Preservation of Indigenous Knowledge, Languages, and Education to be Prioritized 

The Policy Dialogue on Indigenous Knowledge and Education event organized by the Education and Digital Transformation working group brought together leaders representing indigenous communities, highlighting the importance of indigenous knowledge and education. The six distinguished speakers representing different indigenous communities spoke in three languages: Spanish, Portuguese, and Hindi, with live English translation. 118 participants representing 13 countries attended the virtual event. 

C20 Education and Digital Transformation Coordinator Dr. Prema Nedungadi, Director, Amrita CREATE, and Chairperson, School of Computing, Amritapuri, Amrita University, said the university runs the Live-in-Labs program. Students and faculty members visit rural villages and indigenous communities. They work collaboratively with them to find solutions to various challenges they face problems. 

The session’s moderator Emilie Barrucand is an Anthropologist and an expert in positive impacts on man and nature, with over 22 years of experience working with indigenous peoples living in the Amazon and the Atlantic Forest in Brazil to protect their cultural heritage and languages and defend their rights. She’s the Founder and Director of the French NGO Wayanga. 

Lindsey Vandita supports Amazon communities in Ecuador through her project Sacha Spirit (Spirit of the Forest) and Amazon Action, linking communities to other organizations that can help. According to her, indigenous communities are still caught in a post-colonial paradigm. The solutions proposed include training professionals from the indigenous communities, providing meals to children, and gaining financial support to improve classrooms with IT support. 

Golu Singh Skel represents the Bhilala (Bhil) community in Madhya Pradesh. He serves as the State Coordinator in Parivaar. Golu highlighted best practices at Parivaar, which runs Centres of Supplementary Education and provides meals to students twice daily. The centers run before and after school hours and currently serve over 681 villages in 15 Madhya Pradesh, India districts. They reach 50 thousand children between the age group 3 to 14 years, and 50 percent are girls. Critical challenges outlined were attendance, capacity building, and limited language resources for indigenous communities. 

Golu spoke about Parivaar’s Kutir community-based project, based on community ownership. Community members take on the roles of teachers and kitchen staff. From a policy perspective, he said that it is crucial to recognize tribal languages as a language since many are endangered, create a repository of indigenous knowledge, and create community spaces for indigenous community-led groups. 

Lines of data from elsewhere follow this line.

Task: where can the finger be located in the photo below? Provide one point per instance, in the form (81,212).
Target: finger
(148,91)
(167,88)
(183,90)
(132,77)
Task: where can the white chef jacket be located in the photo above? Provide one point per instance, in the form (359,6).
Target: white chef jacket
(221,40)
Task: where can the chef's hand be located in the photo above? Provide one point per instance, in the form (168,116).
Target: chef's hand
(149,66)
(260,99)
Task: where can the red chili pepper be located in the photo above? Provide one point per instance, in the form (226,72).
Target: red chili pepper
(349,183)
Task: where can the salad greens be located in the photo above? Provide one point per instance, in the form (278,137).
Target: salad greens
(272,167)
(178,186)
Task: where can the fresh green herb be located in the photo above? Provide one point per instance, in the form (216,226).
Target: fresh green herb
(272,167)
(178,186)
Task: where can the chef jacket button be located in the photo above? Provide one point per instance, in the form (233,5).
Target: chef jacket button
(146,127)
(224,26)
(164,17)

Beptuk Metukrire, a young Kayapo leader, leads the Raoni Institute team in Brazil. He highlighted that his community’s central concern is forest preservation. The community believes in exercising its constitutional right to protect and save the forest. Although they understand the need for technology, they want to protect the forest. They are ready to fight against unjustified encroachment of forests and contest the Government’s development plans when it is at the cost of the environment. 

Eliecer Arias is an indigenous leader of the Kankuamo people of the Sierra Nevada de Santa Marta, Colombia. As a human rights defender and environmentalist, he is a member of the National Movement of Victims (MOVICE), a movement to accompany and advise relatives of victims of the crime of forced disappearance and extrajudicial executions in the town of Kankuamo. He said, “Environmentalists by nature, like all indigenous peoples, do not see the territory as an opportunity to exploit its resources.” His recommendations were security of territories, education of displaced indigenous students, and environmental protection to be added to the curriculum. 

Shairy Jose Quimbo is an elder and indigenous educator from Otava and a presenter of Shungunijuy, Ecuador. His policy recommendations drawing from Corazonar’s pedagogy included the need to cultivate holistic beings through education by awakening the thirteen intelligences, developing resilient hearts and healing childhood traumas, and working towards creating awareness of co-creative beings.